Treatment Effect With Paliperidone Palmitate Compared With Oral Antipsychotics in Black/African American Patients With Schizophrenia and a History of Criminal Justice System Involvement: A Post Hoc Analysis of the PRIDE Study

Karimah S Bell Lynum, David C Henderson, Harold Jean Wright, Jagadish P Gogate, Edward Kim, Karimah S Bell Lynum, David C Henderson, Harold Jean Wright, Jagadish P Gogate, Edward Kim

Abstract

Objective: To examine the efficacy and safety of paliperidone palmitate once-monthly (PP1M) versus oral antipsychotics (OAPs) in Black/African American patients with schizophrenia and a history of criminal justice system involvement.

Methods: This was a post hoc analysis of a 15-month prospective, randomized, open-label, parallel-group, multicenter US study conducted from May 2010 to December 2013 that examined a subpopulation of Black/African American patients with schizophrenia (Diagnostic and Statistical Manual of Mental Disorders, Fourth Edition criteria). The primary objective was to compare time to first treatment failure in patients treated with PP1M versus OAPs. Secondary objectives were to compare time to first institutionalization (psychiatric hospitalization or arrest/incarceration) and mean number of treatment failure events and institutionalizations over 15 months in PP1M-treated and OAP-treated patients.

Results: The intention-to-treat population included 275 Black/African American patients (PP1M, n = 145; OAPs, n = 130).
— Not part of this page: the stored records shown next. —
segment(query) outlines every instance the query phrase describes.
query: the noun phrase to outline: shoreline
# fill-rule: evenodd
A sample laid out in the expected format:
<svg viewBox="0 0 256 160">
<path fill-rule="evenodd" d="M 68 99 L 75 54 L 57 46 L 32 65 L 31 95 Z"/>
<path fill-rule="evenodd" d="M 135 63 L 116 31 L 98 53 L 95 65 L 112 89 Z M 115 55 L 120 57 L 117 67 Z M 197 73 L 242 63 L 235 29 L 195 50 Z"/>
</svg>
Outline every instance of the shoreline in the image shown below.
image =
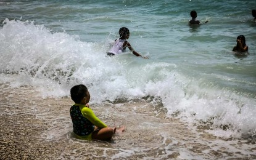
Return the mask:
<svg viewBox="0 0 256 160">
<path fill-rule="evenodd" d="M 255 142 L 225 140 L 204 129 L 192 130 L 178 119 L 156 117 L 154 107 L 144 102 L 104 108 L 92 104 L 110 127 L 124 124 L 127 130 L 108 142 L 75 139 L 69 98 L 41 98 L 30 86 L 1 86 L 2 159 L 256 159 Z"/>
</svg>

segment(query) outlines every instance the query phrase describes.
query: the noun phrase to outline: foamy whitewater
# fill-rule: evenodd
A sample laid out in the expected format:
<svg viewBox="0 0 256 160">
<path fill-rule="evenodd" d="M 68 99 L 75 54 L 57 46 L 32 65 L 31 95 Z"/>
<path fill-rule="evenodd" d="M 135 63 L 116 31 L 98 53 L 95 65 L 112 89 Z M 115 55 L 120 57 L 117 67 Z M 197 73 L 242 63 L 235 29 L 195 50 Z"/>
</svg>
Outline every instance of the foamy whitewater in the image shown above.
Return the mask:
<svg viewBox="0 0 256 160">
<path fill-rule="evenodd" d="M 201 23 L 209 22 L 189 26 L 192 9 L 197 12 Z M 146 153 L 147 145 L 136 145 L 136 142 L 122 139 L 124 150 L 103 156 L 107 159 L 131 156 L 138 159 L 210 159 L 186 147 L 179 148 L 176 156 L 169 153 L 182 143 L 183 138 L 180 142 L 168 141 L 174 133 L 165 130 L 164 124 L 178 119 L 177 123 L 182 124 L 175 128 L 184 125 L 197 140 L 202 133 L 216 136 L 210 140 L 216 146 L 222 143 L 218 142 L 219 138 L 233 140 L 234 143 L 237 140 L 255 140 L 256 23 L 252 9 L 256 6 L 249 0 L 1 2 L 0 89 L 4 92 L 5 87 L 31 86 L 28 88 L 39 92 L 39 99 L 69 99 L 70 88 L 83 84 L 90 92 L 90 103 L 107 124 L 114 125 L 111 120 L 118 121 L 114 117 L 122 111 L 117 124 L 126 126 L 129 135 L 141 132 L 136 130 L 139 127 L 152 135 L 154 130 L 163 130 L 155 134 L 163 137 L 163 143 L 156 146 L 165 146 L 161 153 L 141 156 L 136 151 Z M 117 56 L 106 55 L 122 26 L 130 29 L 128 41 L 135 50 L 149 59 L 136 57 L 128 50 Z M 231 51 L 240 34 L 246 36 L 247 56 L 237 57 Z M 19 98 L 30 96 L 25 92 Z M 67 113 L 56 119 L 36 112 L 37 118 L 56 124 L 42 134 L 42 138 L 58 140 L 65 135 L 74 143 L 85 143 L 72 136 L 70 102 L 65 108 Z M 104 106 L 102 113 L 101 108 Z M 136 116 L 136 111 L 145 114 L 145 118 L 140 118 L 136 124 L 127 123 L 130 122 L 127 119 Z M 204 131 L 199 132 L 199 127 Z M 134 148 L 128 150 L 131 144 Z M 99 151 L 99 147 L 95 149 Z M 250 147 L 240 148 L 240 155 L 252 154 L 253 150 L 246 150 Z"/>
</svg>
Median time to first treatment failure was not reached for PP1M-treated patients and was 270 days for OAP-treated patients; hazard ratio (HR) was 1.39 (95% CI, 0.97-1.99; P = .075). Median time to first institutionalization was not reached for PP1M-treated patients and was 304 days for OAP-treated patients; HR was 1.49 (95% CI, 1.01-2.19; P = .043). Mean numbers of treatment failure events and institutionalizations were lower with PP1M than OAPs. The safety profile of PP1M was consistent with that of previous PP1M studies.

Conclusions: In a Black/African American subpopulation of patients with schizophrenia and prior criminal justice system involvement, PP1M reduced the number of treatment failures, thereby reducing the number of psychiatric hospitalizations and/or arrests/incarcerations compared with daily OAPs.

Trial registration: ClinicalTrials.gov identifier: NCT01157351.